| Title: | Concise and Efficient Tools for Everyday Statistical Production |
| Version: | 1.0 |
| Description: | A set of concise and efficient tools for statistical production. Can also be used for data management. In statistical production, you deal with complex data and need to control your process at each step of your work. Concise functions are very helpful, because you do not hesitate to use them.

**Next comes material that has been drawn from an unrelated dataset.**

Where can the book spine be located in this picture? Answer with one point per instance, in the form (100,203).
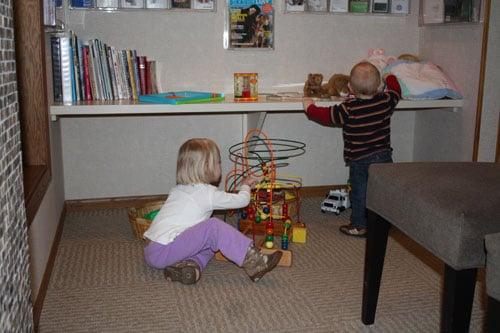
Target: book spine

The following functions are included in the package. 'dup' checks duplicates. 'miss' checks missing values. 'tac' computes contingency table of all columns. 'toc' compares two tables, spotting significant deviations. 'chi2_find' compares columns within a data.frame, spotting related categories of (a more complex function). |
| Encoding: | UTF-8 |
| Imports: | dplyr, rlang, tibble |
| RoxygenNote: | 7.3.2 |
| License: | MIT + file LICENSE |
| NeedsCompilation: | no |
| Packaged: | 2025-10-28 12:50:38 UTC; vincent.reduron |
| Author: | Vincent Reduron [cre, aut] |
| Maintainer: | Vincent Reduron <vincent.reduron@laposte.net> |
| Repository: | CRAN |
| Date/Publication: | 2025-10-31 18:30:02 UTC |
short for 'paste0()'
Description
short for 'paste0()'
Usage
a %+% b
Arguments
a |
string |
b |
string |
Value
string
Find modalities related to a criterion
Description
Find modalities related to a criterion
Usage
chi2_find(df, criterion)
Arguments
df |
data.frame |
criterion |
character string: criterion that spots target rows |
Value
data.frame
coltypes()
Description
Create vector of df's column types. Similar to colnames(), but with column types instead of names.
Usage
coltypes(df)
Arguments
df |
data.frame |
Value
vector
Analysis of the cardinality of a key/identifier in a table
Description
Creates multiple result tables. The term "n-plicate" is used to generalize the notion of duplicate: a n_plicate can be a duplicate, a triplicate, etc.
Usage
dup(tab, keyby, count_what = "rows", partition = NULL, view = TRUE)
Arguments
tab |
Either an R dataframe or a reference to a remote table ("remote table") |
keyby |
(character vector) names of the column(s) considered as keys |
count_what |
(character vector) defines what to count by key (by *keyby*). 'rows' to count distinct rows, otherwise the name of the columns whose distinct values are to be counted |
partition |
(character vector) names of the columns by which to break down the analysis |
view |
automatic opening of generated tables |
Value
A set of dataframes in the global environment. * nup_r_tab: table of n-plicate counts * nup_xpl_r: table of n-plicate examples * nup_exZ_r: table of examples of (n-plicates with value 0) * nup_r_tab_part: table of n-plicate counts broken down by the modalities of the 'partition' columns
Examples
# Check if "name" is a unique key of the starwars table (yes !)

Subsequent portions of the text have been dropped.